Set it up from its kickstand and you immediately notice the extra curb weight of a touring bike. In this case it’s 635 pounds with all the fluids, about 200 pounds more than a typical sport bike. The weight gives a kinetic solidity when underway but is always there when launching from a standstill or leaning into a corner to remind you that you are on a touring bike. Start it up and you’ll find that the inline four is among the smoothest and quietest engines of its size, so much so that if you depend on engine sound or vibration to help you shift and engage the clutch, you might need to heighten your senses.
Our first ride was on the upscale 1300ES, the one with 81 different settings. It took a few launches to get comfortable with the light and silent clutch engagement but we got the hang of it. The assist and slipper clutch features use the torque of the motor to bring the plates together for assist, which results in 20 percent lighter pull effort on the clutch. As you’re accelerating the engine is creating torque on the plates. On deceleration the engine is pushing the plates apart. The result is a nice smooth clutch.
Those 102 lb-ft of torque were appreciated right away. There was enough torque that we found ourselves using only the first few thousand rpms for most riding. At 75 mph on the highway the tach read right around 3,500 rpm; at 80 mph it was at about 4,000. That was in the new sixth gear, a gear we found ourselves in most of the day.
The day — two days, actually — started in Phoenix and wound 250 miles north to Sedona, via Payson and Jerome. Most of the route was on straight roads and almost every road was smooth as a billiard table. How does Arizona do it? Maybe the lack of freezing temps and warming spells help keep the pavement from breaking up. But with roads so smooth we never really got a chance to feel all those different suspension settings. On the second day, as we wound back through the mountain town of Jerome (worth the ride to get to), we finally got a chance to speed through some nice curves. Here you will really appreciate the Touring or Supersport Touring class of bike. While cruiser bikes always seem to catch a foot peg or something when you lean into a turn, this class of bike lets you lean way over into a corner without a hiccup. We had a great time dive-bombing corner after corner all the way from Cottonwood to Prescott Valley (go early in the morning to avoid traffic). It was a blast in any of the settings.
Do I Want It?
If we were choosing between a cruiser and a touring bike, we’d get the touring bike every time. Especially if we were allowed only one bike. While a cruiser is great for, uh, cruising, a touring bike broadens your riding horizons without really exacting a price for it in comfort. It’s more fun to ride. The one thing we’d change on the FJR1300 in either trim level is the seat. Like the seat on the FZ-09, it was good for about 60 or 70 miles then started to feel distinctly like a wooden plank. Maybe it’s our keister, who knows? Yamaha has an optional soft seat, but we never tried it out. And there’s always Corbin and any number of aftermarket saddle makers happy to sell you something.

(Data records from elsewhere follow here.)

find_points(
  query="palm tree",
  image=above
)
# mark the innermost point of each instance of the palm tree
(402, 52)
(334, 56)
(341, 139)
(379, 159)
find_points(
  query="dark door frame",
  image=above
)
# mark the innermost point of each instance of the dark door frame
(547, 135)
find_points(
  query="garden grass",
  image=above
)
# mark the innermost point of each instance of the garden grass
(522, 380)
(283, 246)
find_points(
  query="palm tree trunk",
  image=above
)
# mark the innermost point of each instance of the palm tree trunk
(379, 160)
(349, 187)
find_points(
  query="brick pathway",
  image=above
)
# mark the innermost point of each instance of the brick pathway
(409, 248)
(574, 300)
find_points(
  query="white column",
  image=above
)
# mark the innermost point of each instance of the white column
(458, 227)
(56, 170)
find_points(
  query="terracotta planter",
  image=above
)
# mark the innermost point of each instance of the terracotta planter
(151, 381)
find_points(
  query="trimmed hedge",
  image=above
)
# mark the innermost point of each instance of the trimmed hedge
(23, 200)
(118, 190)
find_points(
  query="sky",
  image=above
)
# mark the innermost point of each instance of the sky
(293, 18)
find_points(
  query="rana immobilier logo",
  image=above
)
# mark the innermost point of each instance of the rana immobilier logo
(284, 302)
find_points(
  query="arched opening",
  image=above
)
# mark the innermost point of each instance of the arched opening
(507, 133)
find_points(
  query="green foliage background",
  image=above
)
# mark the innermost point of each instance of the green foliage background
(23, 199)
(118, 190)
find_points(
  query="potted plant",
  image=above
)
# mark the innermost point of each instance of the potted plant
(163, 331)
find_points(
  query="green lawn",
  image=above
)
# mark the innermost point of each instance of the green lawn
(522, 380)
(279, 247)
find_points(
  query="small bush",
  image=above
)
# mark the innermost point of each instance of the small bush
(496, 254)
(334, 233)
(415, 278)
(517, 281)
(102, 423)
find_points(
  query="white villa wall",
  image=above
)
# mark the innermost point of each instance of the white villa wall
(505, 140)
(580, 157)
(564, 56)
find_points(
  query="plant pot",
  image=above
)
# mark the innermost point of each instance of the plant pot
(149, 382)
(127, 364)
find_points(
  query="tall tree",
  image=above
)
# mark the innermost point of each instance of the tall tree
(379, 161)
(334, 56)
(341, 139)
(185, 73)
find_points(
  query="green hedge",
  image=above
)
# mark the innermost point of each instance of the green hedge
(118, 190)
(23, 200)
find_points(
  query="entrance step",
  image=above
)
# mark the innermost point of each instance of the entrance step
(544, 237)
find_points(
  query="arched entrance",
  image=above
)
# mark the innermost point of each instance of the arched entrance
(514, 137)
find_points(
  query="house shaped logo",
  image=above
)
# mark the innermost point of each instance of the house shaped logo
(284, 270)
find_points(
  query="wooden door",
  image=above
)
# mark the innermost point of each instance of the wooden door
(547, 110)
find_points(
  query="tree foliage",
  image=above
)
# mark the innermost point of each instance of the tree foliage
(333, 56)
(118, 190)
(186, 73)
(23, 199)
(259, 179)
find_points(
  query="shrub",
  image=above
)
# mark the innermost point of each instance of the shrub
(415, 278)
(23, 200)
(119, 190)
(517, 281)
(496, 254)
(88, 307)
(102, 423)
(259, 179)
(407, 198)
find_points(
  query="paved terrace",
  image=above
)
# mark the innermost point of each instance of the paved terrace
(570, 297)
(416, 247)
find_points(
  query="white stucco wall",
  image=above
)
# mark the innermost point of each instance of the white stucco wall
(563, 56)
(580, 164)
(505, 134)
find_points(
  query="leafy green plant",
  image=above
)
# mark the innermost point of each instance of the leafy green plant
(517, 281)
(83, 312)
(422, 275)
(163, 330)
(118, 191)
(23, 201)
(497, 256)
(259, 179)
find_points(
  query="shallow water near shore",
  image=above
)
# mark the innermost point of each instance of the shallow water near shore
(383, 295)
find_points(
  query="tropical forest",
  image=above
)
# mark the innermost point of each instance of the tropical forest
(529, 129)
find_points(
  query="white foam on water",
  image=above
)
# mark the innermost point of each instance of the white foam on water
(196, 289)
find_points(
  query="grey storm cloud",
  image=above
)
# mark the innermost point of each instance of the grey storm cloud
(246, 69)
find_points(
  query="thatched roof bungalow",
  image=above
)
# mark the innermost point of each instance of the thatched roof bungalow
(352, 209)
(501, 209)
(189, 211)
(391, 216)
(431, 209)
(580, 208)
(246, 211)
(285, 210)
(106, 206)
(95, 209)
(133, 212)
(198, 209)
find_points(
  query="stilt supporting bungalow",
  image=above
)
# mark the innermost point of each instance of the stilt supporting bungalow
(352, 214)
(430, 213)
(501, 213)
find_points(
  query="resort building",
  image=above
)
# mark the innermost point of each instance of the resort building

If choosing between the 1300A and 1300ES we’d get the A and save $ 1,600. The A stickers at $ 16,390 and the ES at $ 17,990. If choosing between the Yamaha and the competition, well, the Kawasaki is very fast and the BMW is rock-solid stable and also pretty fast. .. Better to ride each one and then decide. Or wait a year or so until Yamaha continues with the bike’s incremental improvements and incorporates the Inertial Measuring Unit in the ABS and traction control so you can really scrape a knee. Right now the IMU is used only for those nifty turning lights.
But do get something. Spring is officially here and if you listen closely — go ahead, listen — you can hear the road calling your name.